Im Jahr 2007 hatte der Senat nach mehreren dramatischen Fällen das Konzept "Handeln gegen Jugendgewalt" beschlossen. Darin wurde unter anderem ein intensiverer Informationsaustausch unter den beteiligten Behörden beschlossen - insbesondere bei den sogenannten Intensivtätern, die immer wieder mit Straftaten auffällig werden. "Aus unserer Sicht ist dieses Konzept erfolgreich", sagt der Polizei-Jugendbeauftragte Goihl. Auch die Kooperation mit den Schulen funktioniere besser. Goihl: "Jede Schule hat inzwischen einen entsprechenden Ansprechpartner bei der Polizei, den sogenannten Cop4U. In den zurückliegenden Jahren hat die Polizei im Schnitt 236 Beamte an 499 Schulstandorten eingesetzt. Seit Sommer 2008 findet regelmäßiger Präventionsunterricht in allen fünften bis achten Klassen statt." Die Zahl der sogenannten Fallkonferenzen, bei denen sich Vertreter beteiligter Behörden und Dienststellen über konkrete Problemfälle austauschen, ist im Jahr 2011 verdoppelt worden. Wurden im Jahr 2010 noch etwa 60 Fälle behandelt, waren es 2011 bereits rund 120.

Seit September 2011 führen die Behörden zusätzlich sogenannte Obachtverfahren durch. Darin werden - koordiniert von der Polizei - behördenübergreifende Maßnahmen beschlossen, die besonders gewalttätigen Jugendlichen und Heranwachsenden Perspektiven eröffnen sollen. Hennings: "In diesen Verfahren wird ein passgenaues Gesamtkonzept für den einzelnen Minderjährigen entwickelt. Ein Nebeneinander verschiedener Einzelmaßnahmen wird so vermieden."

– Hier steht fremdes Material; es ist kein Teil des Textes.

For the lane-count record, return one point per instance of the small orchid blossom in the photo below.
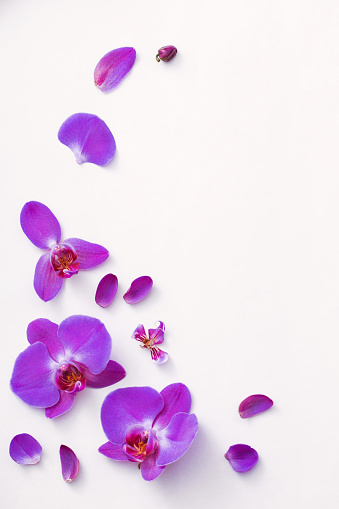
(155, 337)
(148, 428)
(61, 260)
(61, 361)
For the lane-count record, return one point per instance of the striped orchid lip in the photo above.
(151, 341)
(61, 260)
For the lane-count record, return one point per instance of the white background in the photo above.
(224, 189)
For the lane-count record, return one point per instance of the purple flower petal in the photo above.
(113, 67)
(123, 408)
(69, 463)
(64, 404)
(40, 224)
(46, 332)
(112, 374)
(89, 138)
(88, 255)
(106, 291)
(177, 398)
(47, 284)
(138, 290)
(33, 377)
(176, 438)
(242, 457)
(113, 451)
(149, 468)
(86, 341)
(254, 405)
(25, 450)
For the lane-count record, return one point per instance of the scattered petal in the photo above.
(106, 291)
(242, 457)
(89, 138)
(69, 463)
(166, 53)
(254, 405)
(25, 450)
(40, 224)
(113, 67)
(138, 290)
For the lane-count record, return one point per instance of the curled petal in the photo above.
(113, 451)
(40, 225)
(106, 291)
(112, 374)
(64, 404)
(138, 290)
(33, 377)
(69, 463)
(176, 438)
(254, 405)
(113, 67)
(25, 450)
(47, 283)
(177, 398)
(46, 332)
(242, 457)
(89, 138)
(86, 341)
(89, 255)
(126, 407)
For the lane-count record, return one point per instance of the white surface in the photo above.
(224, 189)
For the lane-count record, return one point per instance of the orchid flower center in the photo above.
(63, 261)
(69, 378)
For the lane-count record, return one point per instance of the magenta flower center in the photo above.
(63, 260)
(69, 378)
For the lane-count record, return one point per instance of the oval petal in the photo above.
(25, 450)
(69, 463)
(106, 291)
(242, 457)
(113, 67)
(89, 138)
(253, 405)
(138, 290)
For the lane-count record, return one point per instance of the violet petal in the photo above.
(89, 138)
(89, 255)
(254, 405)
(86, 341)
(138, 290)
(47, 283)
(40, 224)
(242, 457)
(106, 291)
(177, 398)
(64, 404)
(113, 67)
(25, 450)
(46, 332)
(69, 463)
(112, 374)
(113, 451)
(176, 438)
(33, 377)
(123, 408)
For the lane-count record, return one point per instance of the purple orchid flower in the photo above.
(61, 361)
(148, 428)
(61, 260)
(154, 338)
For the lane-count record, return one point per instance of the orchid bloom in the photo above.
(61, 361)
(154, 338)
(148, 428)
(61, 260)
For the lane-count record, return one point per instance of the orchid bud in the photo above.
(166, 53)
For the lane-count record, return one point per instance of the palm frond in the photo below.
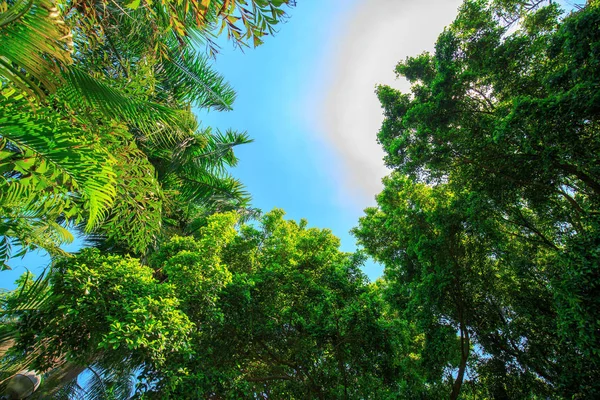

Aktuell führt die Koordinierungsstelle 266 Personen in Obachtverfahren. Leistet sich einer dieser Minderjährigen eine Verfehlung, gibt die entsprechende Behörde im Ampelsystem eine Warnmeldung an die Polizei. Die Schulbehörde würde zum Beispiel eine "Rot-Meldung" herausgeben, wenn der Minderjährige einen Lehrer angegriffen hat. Die Jugendgerichtshilfe würde eine "Gelb-Meldung" übermitteln, wenn der Betreffende eine Therapie abbricht. Die Jugendhilfe gäbe eine "Grün-Meldung", wenn Eltern und Jugendliche neue Hilfeangebote annehmen. In der Koordinierungsstelle werden dann weitere Maßnahmen initiiert.

Die Zahl der "Normengespräche", bei denen Polizeibeamte delinquenten Jugendlichen die Konsequenz ihres Handelns für die Opfer und für den Täter selbst vor Augen zu führen versuchen, ist im vergangenen Jahr mit 909 konstant geblieben.